AWS CICD Deployment with Github Actions

This repository provides instructions and steps to deploy an application using AWS services and GitHub Actions for continuous integration and continuous deployment (CI/CD).

1. Login to AWS console

Login to your AWS console using your credentials.

2. Create IAM user for deployment

Create an IAM user with specific access for deployment purposes, including EC2 and ECR access. Attach the following policies:

  • AmazonEC2ContainerRegistryFullAccess
  • AmazonEC2FullAccess

3. Create ECR repo to store/save Docker image

Create an Elastic Container Registry (ECR) repository to store your Docker image. Save the repository URI, e.g., 062582090401.dkr.ecr.us-east-2.amazonaws.com/text-s.

4. Create EC2 machine (Ubuntu)

Create an EC2 instance with the Ubuntu operating system.

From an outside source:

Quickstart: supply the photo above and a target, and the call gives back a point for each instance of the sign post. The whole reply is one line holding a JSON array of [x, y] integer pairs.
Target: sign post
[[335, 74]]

5. Install Docker in EC2 Machine

Connect to your EC2 instance and install Docker:

sudo apt-get update -y
sudo apt-get upgrade
curl -fsSL https://get.docker.com -o get-docker.sh
sudo sh get-docker.sh
sudo usermod -aG docker ubuntu
newgrp docker

6. Configure EC2 as self-hosted runner

Go to your repository settings in GitHub, navigate to Actions, and set up a new self-hosted runner. Choose the appropriate OS and follow the provided commands

7. Setup GitHub secrets

In your GitHub repository, go to Settings > Secrets and add the following secrets:

  • AWS_ACCESS_KEY_ID: Your AWS access key ID.
  • AWS_SECRET_ACCESS_KEY: Your AWS secret access key.
  • AWS_REGION: The AWS region you are using (e.g., us-east-2).
  • AWS_ECR_LOGIN_URI: The ECR login URI (e.g., 062582090401.dkr.ecr.us-east-2.amazonaws.com/text-s).
  • ECR_REPOSITORY_NAME: The name of your ECR repository (e.g., textsummary-app).

Now, your GitHub Actions workflows can securely access the required AWS resources using these secrets.

Feel free to follow these steps to set up a seamless CI/CD pipeline for deploying your application using AWS services and GitHub Actions.

Please make sure to review and adjust the content as needed, especially the specific AWS resource names and regions based on your project.

Preview of Text Summarizer in Action

Here's a preview of the Text Summarizer application in action:

Text Summarizer Screenshot

Text Summarizer Screenshot

License

This project is licensed under the MIT License. See the LICENSE file for more details.